Differentiate parametric tests from nonparametric tests.
Parametric tests have interval or ratio outcome variables that must be normally distributed. Nonparametric tests can be done on nominal or ordinal outcome variables and don’t require a normal distribution. Less restricted by assumptions, nonparametric tests often have less power than parametric tests.
Calculate and interpret a chi-square goodness-of-fit test.
The chi-square goodness-of-fit test is a nonparametric, single-sample test for use with a nominal outcome variable. It compares the observed frequencies to the expected frequencies to calculate a chi-square value. Interpretation concerns whether the null hypothesis was rejected and, if so, what the direction of the difference was.
Calculate and interpret a chi-square test of independence.

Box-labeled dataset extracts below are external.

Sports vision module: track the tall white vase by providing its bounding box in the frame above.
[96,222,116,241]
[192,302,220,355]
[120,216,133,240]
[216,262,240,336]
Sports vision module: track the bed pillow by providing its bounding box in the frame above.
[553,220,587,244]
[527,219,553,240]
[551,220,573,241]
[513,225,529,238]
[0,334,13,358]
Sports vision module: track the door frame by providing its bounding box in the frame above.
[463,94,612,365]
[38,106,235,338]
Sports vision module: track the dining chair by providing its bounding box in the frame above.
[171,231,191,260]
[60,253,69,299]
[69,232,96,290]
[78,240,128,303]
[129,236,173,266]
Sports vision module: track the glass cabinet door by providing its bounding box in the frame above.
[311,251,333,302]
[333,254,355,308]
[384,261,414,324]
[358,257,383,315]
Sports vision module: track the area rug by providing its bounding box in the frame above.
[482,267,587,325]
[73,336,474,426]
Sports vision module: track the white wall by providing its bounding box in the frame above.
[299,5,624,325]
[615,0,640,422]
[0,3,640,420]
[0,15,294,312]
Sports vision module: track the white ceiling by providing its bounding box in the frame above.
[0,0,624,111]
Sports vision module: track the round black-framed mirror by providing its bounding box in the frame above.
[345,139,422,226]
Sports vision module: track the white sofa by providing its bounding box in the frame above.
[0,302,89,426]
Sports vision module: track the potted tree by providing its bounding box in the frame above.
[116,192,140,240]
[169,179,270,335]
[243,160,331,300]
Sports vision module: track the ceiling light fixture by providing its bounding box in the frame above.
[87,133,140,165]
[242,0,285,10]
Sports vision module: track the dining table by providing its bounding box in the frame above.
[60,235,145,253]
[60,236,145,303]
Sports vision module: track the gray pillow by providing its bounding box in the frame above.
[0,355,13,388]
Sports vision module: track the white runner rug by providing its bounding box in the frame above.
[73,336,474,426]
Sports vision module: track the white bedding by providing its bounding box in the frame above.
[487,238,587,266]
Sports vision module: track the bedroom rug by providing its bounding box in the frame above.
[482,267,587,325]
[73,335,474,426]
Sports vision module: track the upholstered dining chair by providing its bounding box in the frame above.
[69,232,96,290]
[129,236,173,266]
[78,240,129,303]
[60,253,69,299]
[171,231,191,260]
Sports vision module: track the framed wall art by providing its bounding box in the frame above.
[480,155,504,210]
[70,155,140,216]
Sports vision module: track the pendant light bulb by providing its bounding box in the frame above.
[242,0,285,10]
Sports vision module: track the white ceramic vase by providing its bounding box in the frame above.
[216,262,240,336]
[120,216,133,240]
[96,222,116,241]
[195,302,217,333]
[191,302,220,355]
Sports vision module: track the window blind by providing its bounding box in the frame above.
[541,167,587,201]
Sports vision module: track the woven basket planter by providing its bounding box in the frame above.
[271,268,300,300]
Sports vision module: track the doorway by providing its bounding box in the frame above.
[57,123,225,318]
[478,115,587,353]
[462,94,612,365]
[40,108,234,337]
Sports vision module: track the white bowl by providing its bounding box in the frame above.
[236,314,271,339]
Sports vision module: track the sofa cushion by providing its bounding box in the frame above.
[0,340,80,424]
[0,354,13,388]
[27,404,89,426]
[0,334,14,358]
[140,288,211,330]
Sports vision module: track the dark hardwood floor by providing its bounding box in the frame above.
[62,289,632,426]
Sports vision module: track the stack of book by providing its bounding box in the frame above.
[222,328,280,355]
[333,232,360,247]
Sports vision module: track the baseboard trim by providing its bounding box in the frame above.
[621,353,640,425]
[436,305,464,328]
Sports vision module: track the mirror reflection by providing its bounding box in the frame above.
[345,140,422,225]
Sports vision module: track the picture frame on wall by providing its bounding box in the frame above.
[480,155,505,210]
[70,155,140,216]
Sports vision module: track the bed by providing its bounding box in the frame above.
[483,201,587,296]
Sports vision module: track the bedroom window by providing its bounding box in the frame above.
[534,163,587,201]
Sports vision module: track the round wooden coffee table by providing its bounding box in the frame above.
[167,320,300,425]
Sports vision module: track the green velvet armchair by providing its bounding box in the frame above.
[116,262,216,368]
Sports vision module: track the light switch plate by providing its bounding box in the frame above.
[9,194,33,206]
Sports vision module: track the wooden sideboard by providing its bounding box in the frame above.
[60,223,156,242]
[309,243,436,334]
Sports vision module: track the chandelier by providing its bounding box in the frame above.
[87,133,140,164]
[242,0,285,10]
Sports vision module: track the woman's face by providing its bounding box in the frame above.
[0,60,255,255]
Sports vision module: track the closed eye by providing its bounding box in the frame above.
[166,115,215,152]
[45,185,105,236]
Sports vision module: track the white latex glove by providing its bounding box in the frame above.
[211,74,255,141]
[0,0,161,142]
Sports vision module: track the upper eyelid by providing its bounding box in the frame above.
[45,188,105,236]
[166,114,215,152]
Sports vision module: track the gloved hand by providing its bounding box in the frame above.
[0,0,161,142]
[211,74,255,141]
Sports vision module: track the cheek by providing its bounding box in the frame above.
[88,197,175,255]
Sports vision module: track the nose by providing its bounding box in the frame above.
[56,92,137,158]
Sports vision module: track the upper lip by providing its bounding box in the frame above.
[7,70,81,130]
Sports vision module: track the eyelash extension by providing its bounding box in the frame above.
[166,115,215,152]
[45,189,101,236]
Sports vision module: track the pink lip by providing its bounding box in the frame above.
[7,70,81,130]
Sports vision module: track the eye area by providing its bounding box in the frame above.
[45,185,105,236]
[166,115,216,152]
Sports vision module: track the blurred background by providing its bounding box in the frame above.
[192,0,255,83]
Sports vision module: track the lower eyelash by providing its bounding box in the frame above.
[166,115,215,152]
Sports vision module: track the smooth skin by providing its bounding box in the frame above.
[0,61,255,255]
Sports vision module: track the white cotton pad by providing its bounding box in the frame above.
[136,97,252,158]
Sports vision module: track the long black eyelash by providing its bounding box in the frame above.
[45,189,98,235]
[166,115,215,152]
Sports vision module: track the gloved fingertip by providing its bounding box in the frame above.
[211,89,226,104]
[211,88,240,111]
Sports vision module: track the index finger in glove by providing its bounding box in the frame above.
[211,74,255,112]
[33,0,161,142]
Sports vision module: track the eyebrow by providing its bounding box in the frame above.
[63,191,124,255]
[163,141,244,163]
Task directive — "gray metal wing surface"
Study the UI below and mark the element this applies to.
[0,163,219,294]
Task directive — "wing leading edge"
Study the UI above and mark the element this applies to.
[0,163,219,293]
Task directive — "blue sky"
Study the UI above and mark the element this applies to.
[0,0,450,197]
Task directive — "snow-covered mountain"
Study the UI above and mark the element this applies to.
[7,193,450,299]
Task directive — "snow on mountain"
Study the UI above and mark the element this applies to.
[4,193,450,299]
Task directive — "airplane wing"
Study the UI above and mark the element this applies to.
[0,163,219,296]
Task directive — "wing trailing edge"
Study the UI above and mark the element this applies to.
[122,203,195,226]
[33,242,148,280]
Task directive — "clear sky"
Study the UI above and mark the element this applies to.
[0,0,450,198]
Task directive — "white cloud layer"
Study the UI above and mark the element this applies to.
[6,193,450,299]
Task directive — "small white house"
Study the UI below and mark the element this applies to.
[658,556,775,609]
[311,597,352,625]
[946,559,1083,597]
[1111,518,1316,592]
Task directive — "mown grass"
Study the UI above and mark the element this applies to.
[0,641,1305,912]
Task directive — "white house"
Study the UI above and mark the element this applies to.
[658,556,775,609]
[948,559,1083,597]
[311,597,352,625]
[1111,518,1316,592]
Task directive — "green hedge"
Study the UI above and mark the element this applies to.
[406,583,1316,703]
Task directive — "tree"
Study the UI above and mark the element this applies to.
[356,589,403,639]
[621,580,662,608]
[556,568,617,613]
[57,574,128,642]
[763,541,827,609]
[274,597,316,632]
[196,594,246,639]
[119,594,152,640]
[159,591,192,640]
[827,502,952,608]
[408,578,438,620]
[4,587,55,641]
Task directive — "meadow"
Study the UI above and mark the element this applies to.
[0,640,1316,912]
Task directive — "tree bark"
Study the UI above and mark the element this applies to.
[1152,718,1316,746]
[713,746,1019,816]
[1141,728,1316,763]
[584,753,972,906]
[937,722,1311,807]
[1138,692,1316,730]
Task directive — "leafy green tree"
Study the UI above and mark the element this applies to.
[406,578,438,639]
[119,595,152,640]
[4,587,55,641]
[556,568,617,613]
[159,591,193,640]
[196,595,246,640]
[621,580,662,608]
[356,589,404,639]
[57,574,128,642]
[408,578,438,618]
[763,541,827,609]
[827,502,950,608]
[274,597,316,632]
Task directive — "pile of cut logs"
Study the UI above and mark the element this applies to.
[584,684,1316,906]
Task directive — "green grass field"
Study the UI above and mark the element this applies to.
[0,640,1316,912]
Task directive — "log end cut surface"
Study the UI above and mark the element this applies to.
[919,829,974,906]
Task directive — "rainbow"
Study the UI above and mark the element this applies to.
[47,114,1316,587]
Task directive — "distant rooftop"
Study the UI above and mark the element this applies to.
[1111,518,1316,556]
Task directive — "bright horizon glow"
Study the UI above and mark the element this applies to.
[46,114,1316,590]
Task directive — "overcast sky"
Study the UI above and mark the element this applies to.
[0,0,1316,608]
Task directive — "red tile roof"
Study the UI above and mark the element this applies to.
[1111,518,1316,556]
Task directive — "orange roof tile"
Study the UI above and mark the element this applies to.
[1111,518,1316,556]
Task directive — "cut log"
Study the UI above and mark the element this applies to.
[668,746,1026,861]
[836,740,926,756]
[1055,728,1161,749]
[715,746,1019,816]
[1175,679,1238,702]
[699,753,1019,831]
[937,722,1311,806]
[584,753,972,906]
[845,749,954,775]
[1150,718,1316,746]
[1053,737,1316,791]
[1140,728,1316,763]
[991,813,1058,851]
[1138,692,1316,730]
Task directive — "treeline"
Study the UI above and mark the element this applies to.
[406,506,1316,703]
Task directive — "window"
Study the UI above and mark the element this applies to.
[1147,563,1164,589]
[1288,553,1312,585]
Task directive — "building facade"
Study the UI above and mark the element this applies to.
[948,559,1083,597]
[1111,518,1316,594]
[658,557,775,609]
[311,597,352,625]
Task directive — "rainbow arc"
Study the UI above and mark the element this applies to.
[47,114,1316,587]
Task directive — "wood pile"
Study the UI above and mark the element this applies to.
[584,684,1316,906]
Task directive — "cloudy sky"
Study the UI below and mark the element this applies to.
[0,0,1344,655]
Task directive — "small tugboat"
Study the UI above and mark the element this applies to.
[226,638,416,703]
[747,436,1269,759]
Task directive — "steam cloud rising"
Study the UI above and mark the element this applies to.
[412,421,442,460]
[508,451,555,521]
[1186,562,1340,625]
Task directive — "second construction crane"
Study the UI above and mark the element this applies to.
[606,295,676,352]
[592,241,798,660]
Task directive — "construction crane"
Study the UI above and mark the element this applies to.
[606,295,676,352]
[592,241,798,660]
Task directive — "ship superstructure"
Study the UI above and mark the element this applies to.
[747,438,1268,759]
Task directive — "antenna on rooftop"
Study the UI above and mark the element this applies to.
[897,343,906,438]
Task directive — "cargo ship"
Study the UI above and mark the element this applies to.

A chi-square test of independence determines whether two or more populations differ on a nominal-level outcome variable. Data for it are arrayed in a contingency table, which shows the degree to which the outcome variable is determined by the explanatory variable. The chi-square value is calculated from the discrepancy between the observed frequencies and the expected frequencies. In the interpretation, three questions are addressed: (1) whether the null hypothesis was rejected, (2) what the direction of the difference is, and (3) how big the effect is.
Know when to use a Spearman rank-order correlation coefficient and a Mann–Whitney U test.
The Spearman rank-order correlation coefficient, used with ordinal-level data, is the nonparametric alternative to Pearson r, the correlation coefficient used with interval/ratio-level data. The Mann–Whitney U test, used with an ordinal outcome variable, is the nonparametric alternative to an independent-samples t test.